Going… Going…: The Abduction of a Mind (2019) by Jack Weaver

The memoir Going Going: The Abduction Of A Mind by Jack Weaver narrates the 15-year journey of Jack and his wife, Janey, along the trail of Alzheimer’s disease. It is more than just a story of a husband who took care of his wife, who developed the degenerative disease, but a testimony of a couple who pledged to love, honor, and commit through sickness and in health, and did so with faith and grace.

Somebody I Used to Know: A Memoir (2018) by Wendy Mitchell

Before she was diagnosed with Alzheimer’s disease in 2014, British author Wendy Mitchell was a single mother of two, a National Health Service (NHS) administrator, and an active outdoor and DIY enthusiast. She was organized and energetic and in total control of her life. Then, at age 58, she was diagnosed with Alzheimer’s. That should have been for most people. She, however, vowed to outwit the disease, starting by publishing her critically acclaimed memoir.

Love in the Land of Dementia: Finding Hope in the Caregiver’s Journey (2013) by Deborah Shouse

The book is written from the perspective of a daughter who became her mother’s caregiver when she was diagnosed with dementia. Through her mother’s struggle with dementia, the author discovered compassion, deepening love, and increased connection with her mother and her family. The book provides readers with family members suffering from Alzheimer’s with practical suggestions and unexpected insights.

The Long Hello: The Other Side of Alzheimer’s (2010) by Cathie Borrie

The Long Hello abounds with the universal themes of family, loss, and the power of love, all richly reflected in a daughter’s care of her mother, who developed not only Alzheimer’s but also Parkinson’s disease. Lyrical yet heartwarming, the book reveals the powerful bond between daughters and mothers, something Alzheimer’s or other forms of dementia could never break.

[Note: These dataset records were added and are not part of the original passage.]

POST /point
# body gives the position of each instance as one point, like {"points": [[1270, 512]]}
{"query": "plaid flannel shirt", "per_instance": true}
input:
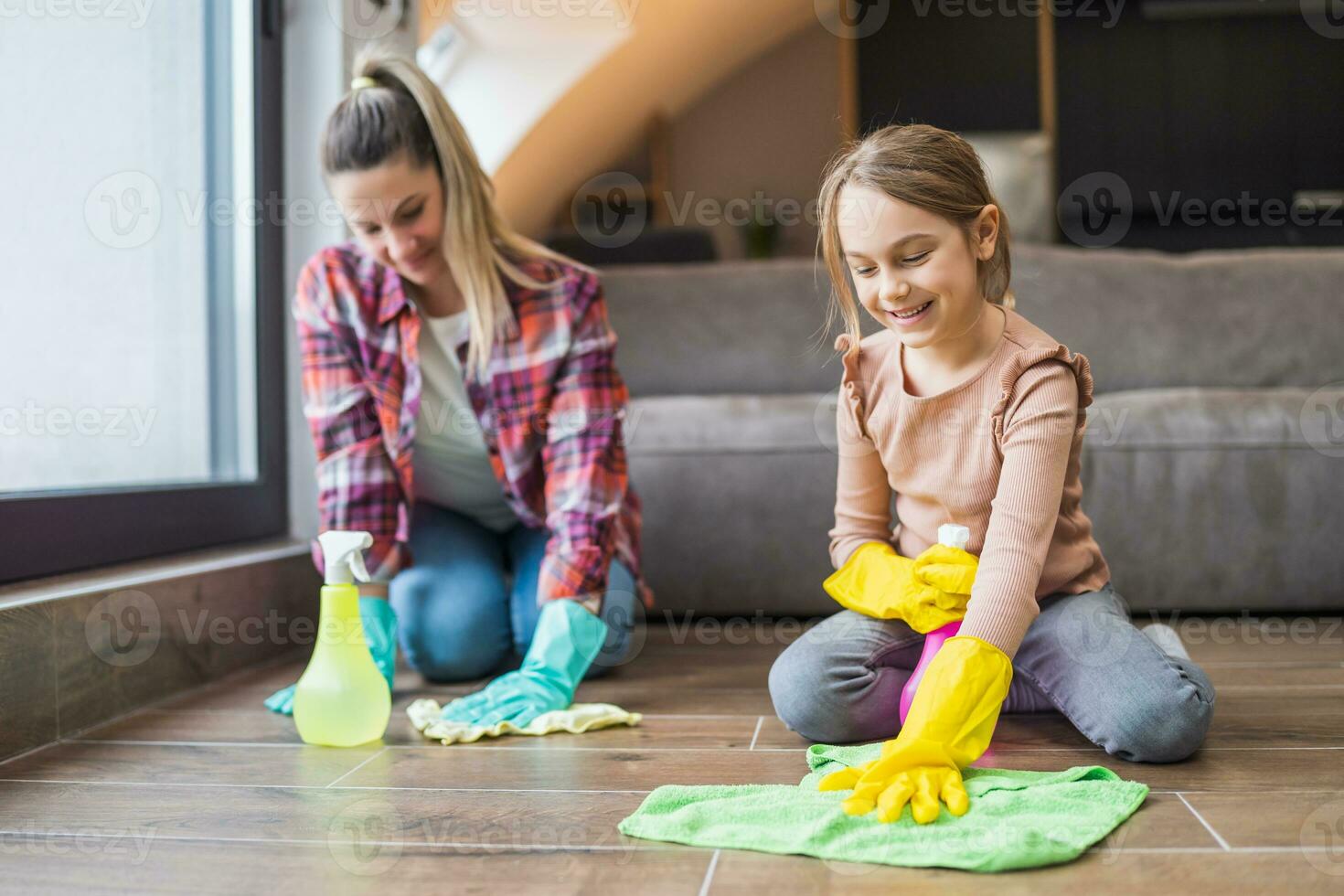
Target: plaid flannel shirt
{"points": [[551, 410]]}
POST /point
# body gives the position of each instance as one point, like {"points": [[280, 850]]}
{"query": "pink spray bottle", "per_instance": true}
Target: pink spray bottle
{"points": [[953, 536]]}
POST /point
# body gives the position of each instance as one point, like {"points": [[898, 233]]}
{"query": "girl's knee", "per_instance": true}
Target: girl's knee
{"points": [[1161, 731], [801, 696], [451, 632]]}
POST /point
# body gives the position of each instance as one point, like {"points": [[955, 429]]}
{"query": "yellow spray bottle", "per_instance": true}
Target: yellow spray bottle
{"points": [[342, 699]]}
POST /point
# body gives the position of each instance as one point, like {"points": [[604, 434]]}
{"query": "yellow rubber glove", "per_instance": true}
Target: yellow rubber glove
{"points": [[926, 592], [949, 726]]}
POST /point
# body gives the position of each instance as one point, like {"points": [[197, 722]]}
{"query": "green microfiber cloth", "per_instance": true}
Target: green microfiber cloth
{"points": [[1017, 818]]}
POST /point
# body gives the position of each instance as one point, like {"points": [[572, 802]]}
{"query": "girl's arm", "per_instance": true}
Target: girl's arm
{"points": [[863, 495], [1040, 426]]}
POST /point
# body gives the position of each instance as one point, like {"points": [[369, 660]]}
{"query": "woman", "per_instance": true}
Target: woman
{"points": [[460, 386]]}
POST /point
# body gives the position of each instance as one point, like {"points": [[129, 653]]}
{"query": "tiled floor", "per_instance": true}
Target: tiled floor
{"points": [[212, 793]]}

A Funny Thing Happened on My Way to the Dementia Ward: Memoir of a Male CNA (2011) by Charles G. Schoenfeld

Written from the perspective of a male certified nursing assistant (CNA), the book tells the story of a father and retired FedEx driver who became a CNA and worked at a nursing home for seven years. The author talks about caring for those with Alzheimer’s or other forms of dementia and also shares the stories of individual residents and tips for visitors.

The Inheritance: A Family on the Front Lines of the Battle Against Alzheimer’s Disease (2017) by Niki Kapsambelis

This compelling book reveals how Alzheimer’s disease afflicted the DeMoe family and what they’re doing to stave it off. The author, who is a journalist, shares to the world the courageous, hopeful story of the DeMoes that may hold the key to finding a cure for the degenerative disease.

The Theft of Memory: Losing My Father, One Day at a Time (2016) by Jonathan Kozol

Many books have been written about how Alzheimer’s disease impacted the bond between mothers who developed the disease and the daughters who cared for them. In The Theft of Memory, a son tells the story of his father’s life and works as a renowned specialist in disorders of the brain – and his onset of Alzheimer’s and eventual descent into dementia.

Dancing with Rose: Finding Life in the Land of Alzheimer’s (2007) by Lauren Kessler

After losing her mother to the degenerative disease, the author became a caregiver at a facility for people suffering from Alzheimer’s disease to better understand the disease, as well as to explore the relationships between people with Alzheimer’s and their caregivers.